Coming home, John Kerry, according to his former wife, suffered nightmares and flashbacks. As for his politics, Kerry had already developed, while in-country, both in his gut and through intense and thoughtful observation, cogent arguments for opposing the war. His decision to join Vietnam Veterans Against the War (VVAW) was a gesture of solidarity with veterans he called "brothers," as well as a risky tactical move for a man who had begun to plot his career in public service while still in high school.

His personal ambitions notwithstanding, Kerry gave clear public voice to the same ideological position taken by VVAW. In his appearance before William Fulbright's Senate Foreign Relations Committee in April 1971, Kerry volunteered this straightforward testimony: "I committed the same kinds of atrocities as thousands of others in that I shot in free fire zones, used harassment and interdiction fire, joined in search and destroy missions, and burned villages. All of these acts were established policies from the top down, and the men who ordered this are war criminals."

Brinkley reports that Kerry parted company with the antiwar vets in the months immediately following his moment of instant celebrity, and over the ensuing years has been scored a betrayer of the cause by some former comrades. However, Kerry had always taken pains to emphasize that he was "never outside the system." The difference is that those Vietnam veterans who have kept faith with Kerry's antiwar arguments before an august body of the US Senate in 1971 continue to advocate for that historical interpretation of their war. Kerry has never been able to bring that piece of his ideals to the table for serious examination within the system. And yet the spectre of Vietnam, and the lessons learned from it, still haunt the corridors of power where war policy is forged.

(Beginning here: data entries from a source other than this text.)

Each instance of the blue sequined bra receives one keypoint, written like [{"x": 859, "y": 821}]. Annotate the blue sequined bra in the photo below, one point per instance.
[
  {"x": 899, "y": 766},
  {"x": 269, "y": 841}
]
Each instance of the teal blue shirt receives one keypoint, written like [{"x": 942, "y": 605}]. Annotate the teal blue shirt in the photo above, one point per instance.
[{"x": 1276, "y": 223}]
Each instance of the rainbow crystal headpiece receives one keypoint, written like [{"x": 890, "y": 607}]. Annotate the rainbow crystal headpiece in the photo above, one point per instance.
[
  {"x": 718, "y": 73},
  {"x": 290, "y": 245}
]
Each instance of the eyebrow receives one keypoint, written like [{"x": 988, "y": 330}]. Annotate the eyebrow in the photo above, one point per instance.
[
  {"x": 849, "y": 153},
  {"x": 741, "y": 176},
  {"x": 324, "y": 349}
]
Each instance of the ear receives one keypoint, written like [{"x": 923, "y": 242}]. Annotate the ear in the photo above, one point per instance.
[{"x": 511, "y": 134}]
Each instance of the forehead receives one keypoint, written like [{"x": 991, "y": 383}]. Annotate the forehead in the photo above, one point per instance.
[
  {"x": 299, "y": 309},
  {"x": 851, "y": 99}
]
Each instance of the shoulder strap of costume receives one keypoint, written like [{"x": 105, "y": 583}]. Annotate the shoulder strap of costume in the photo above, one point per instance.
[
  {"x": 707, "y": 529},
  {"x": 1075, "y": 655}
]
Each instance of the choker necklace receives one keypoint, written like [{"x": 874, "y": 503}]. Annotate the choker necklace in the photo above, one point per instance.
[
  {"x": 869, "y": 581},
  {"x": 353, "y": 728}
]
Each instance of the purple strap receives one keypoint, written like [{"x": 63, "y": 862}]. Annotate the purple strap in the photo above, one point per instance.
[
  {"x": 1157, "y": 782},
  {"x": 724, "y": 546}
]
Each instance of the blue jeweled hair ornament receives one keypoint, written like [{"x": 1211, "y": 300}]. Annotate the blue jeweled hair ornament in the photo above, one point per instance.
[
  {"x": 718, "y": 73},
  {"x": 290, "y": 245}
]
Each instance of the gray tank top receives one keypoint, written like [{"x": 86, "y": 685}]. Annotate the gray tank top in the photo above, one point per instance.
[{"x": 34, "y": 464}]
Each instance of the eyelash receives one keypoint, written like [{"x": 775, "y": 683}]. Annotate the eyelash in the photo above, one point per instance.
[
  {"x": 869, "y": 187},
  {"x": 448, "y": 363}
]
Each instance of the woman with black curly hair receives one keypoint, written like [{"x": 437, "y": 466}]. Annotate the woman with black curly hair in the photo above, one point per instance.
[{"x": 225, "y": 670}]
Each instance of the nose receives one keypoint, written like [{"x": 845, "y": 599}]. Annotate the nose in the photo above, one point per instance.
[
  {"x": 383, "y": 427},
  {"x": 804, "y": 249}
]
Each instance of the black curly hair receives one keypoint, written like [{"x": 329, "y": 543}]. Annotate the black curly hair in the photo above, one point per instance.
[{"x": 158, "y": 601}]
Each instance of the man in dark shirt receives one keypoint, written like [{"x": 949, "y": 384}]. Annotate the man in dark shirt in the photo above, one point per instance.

Tour of Duty is a fresh and welcome retelling of these lessons, and of how acutely John Kerry once wrestled with them. The book's remarkably broad and representative bibliography is manifest in the many details David Brinkley inserts throughout the text to enhance the verisimilitude of his portrait of both the era and the man.

Nonetheless, a number of gaffes and bizarre formulations underscore a suspicion that the Vietnam era is not one in which the author is deeply steeped. The potboiler rhetoric used to describe the National Liberation Front (Viet Cong), and its political and armed struggles for reunification with Hanoi, is amateurish.

The Viet Cong (like Native Americans of yore) are dubbed "treacherous" because they opposed both Saigon and the US invasion. Or they are said to "infest" the Delta, where they "extort taxes" from the peasants, even though they functioned widely throughout South Vietnam as the de facto government. At such moments, it's as if the voice of some diehard cold warrior from the LBJ or Nixon administration is being incorporated into the narrative against the nap of its prevailing fibers.

Skipping Kerry's Senate years, Brinkley carries the story forward to Kerry's present drive for his party's presidential nomination. Despite his electoral success in the primaries so far, voters can't seem to decipher Kerry's stance on the current war with Iraq.

Antiwar folks think he's for it (pointing to his vote authorizing the war), and pro-war folks think he's against it (pointing to his anti-Bush rhetoric and his vote against the $87 billion supplemental appropriation).

As a young, disaffected warrior, Kerry once dissolved such ambiguities in a rush of insightful empathy, asking himself, "What it would be like to be occupied by foreign troops, to have to bend to the desires of a people who could not be sensitive to the things that really count in one's own country?" To what degree John Kerry sets his politics today by this internationalist benchmark, no one, not even he, seems to know.